Alcohol campaign to be rolled out to more English towns
- 18 July 2013
- From the section Have your say
A campaign to cut the amount of super-strength beer and cider on sale has been so successful at cutting crime in Ipswich it's now being rolled out across other towns and cities.
Police in the town say crime and anti-social behaviour linked to street drinking have dropped by nearly 50% since the scheme came into effect.
Officers and council officials in places like Nottingham, Lincoln, Birmingham and Portsmouth have been so impressed they've started similar schemes already or are planning to.
Critics say it's taking away people's choice when they should be allowed to make up their own minds.
Find out how last night's drinking could affect your wallet and waistline in Radio 1's new booze calculator.
Andrew Smith, 26, chef
"I don't think the scheme's working that well," says Andrew.
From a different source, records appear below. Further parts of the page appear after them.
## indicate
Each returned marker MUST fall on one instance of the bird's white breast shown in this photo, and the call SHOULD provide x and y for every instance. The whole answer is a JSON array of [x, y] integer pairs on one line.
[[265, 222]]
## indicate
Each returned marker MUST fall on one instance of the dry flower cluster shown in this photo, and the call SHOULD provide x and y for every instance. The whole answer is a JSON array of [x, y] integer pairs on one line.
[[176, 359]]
"You're still getting people going out getting lairy in the streets, having punch ups, vandalism. Super-strength alcohol - you just don't need it to be honest."
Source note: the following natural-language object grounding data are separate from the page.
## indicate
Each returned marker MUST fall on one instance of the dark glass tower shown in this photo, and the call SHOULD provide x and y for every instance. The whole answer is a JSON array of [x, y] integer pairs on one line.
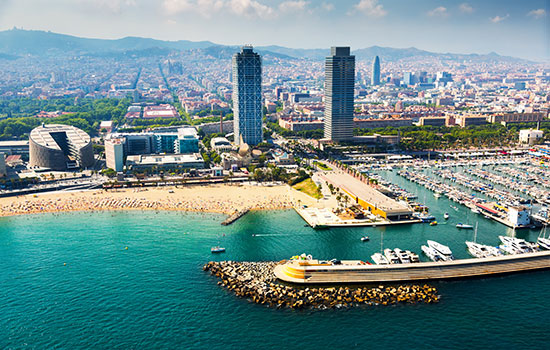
[[339, 89], [375, 78], [247, 96]]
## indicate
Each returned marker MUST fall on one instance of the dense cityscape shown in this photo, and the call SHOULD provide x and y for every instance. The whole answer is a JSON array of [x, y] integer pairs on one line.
[[167, 194]]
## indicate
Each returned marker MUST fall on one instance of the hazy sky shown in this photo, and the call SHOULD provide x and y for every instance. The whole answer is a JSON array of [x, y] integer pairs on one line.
[[518, 28]]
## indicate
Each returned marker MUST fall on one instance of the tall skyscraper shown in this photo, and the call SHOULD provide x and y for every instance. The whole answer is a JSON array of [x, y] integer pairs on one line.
[[375, 77], [247, 97], [339, 89]]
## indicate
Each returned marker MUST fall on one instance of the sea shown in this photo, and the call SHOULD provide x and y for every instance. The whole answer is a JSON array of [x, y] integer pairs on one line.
[[134, 280]]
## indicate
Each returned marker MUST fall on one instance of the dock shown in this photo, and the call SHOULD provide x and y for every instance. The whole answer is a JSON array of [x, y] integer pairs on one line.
[[325, 218], [235, 216], [359, 272]]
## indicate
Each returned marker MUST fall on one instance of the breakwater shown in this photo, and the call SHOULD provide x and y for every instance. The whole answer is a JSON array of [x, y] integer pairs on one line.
[[257, 282]]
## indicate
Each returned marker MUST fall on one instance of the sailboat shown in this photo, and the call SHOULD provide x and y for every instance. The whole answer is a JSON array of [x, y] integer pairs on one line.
[[379, 258]]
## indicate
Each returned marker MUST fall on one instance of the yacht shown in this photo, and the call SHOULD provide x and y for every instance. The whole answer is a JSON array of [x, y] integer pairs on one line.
[[482, 251], [513, 245], [391, 256], [414, 257], [404, 258], [379, 259], [544, 243], [431, 253], [443, 250]]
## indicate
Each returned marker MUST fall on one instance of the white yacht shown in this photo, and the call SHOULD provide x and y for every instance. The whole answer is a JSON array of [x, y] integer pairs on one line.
[[513, 245], [379, 259], [431, 253], [414, 257], [544, 243], [391, 256], [403, 256], [482, 251], [443, 250]]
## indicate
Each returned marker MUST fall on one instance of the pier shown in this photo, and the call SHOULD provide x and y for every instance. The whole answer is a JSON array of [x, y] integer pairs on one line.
[[296, 272], [235, 216]]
Vicky Elliot, 26, full-time mum
"It's a good idea, especially on the street I live on," she says.
"I'll be walking with my kids to school and you'll see people walking down the street with cans in their hands and it's ridiculous.
"My kids see that and that don't need to happen."
Samantha Nessanin, 18
"I think anti-social behaviour is going to still be there," she says.
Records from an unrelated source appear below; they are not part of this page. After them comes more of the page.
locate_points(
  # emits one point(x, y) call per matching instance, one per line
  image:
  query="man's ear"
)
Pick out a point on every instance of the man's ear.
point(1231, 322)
"Rich kids can go and buy the expensive stuff and drink it so it won't stop them."
Curtis McClellan, 16, is going to college
"It's a good idea because younger kids can't afford it," he says.
"But it won't really stop anti-social behaviour because there's nothing to do round here.
"The only thing for older people to do round here is to drink."
Tobias Gardener, 25, unemployed
"Parents should be more aware," he says.
"When kids get to that age and get curious they need to be made more aware of what alcohol can do."
Nayan Patel, shopkeeper
"We used to have lots of children drinking super-strength cider and beer," she says.
"We had slashed tyres, broken windows, screaming and shouting.
"But since the ban has been there we don't have any trouble.
"I was in Ipswich town for three years and I have seen the trouble from high strength alcohol.
"But now the crime rate is down, I know that because I've been here 12, 13 years. I have seen the difference with my own eyes."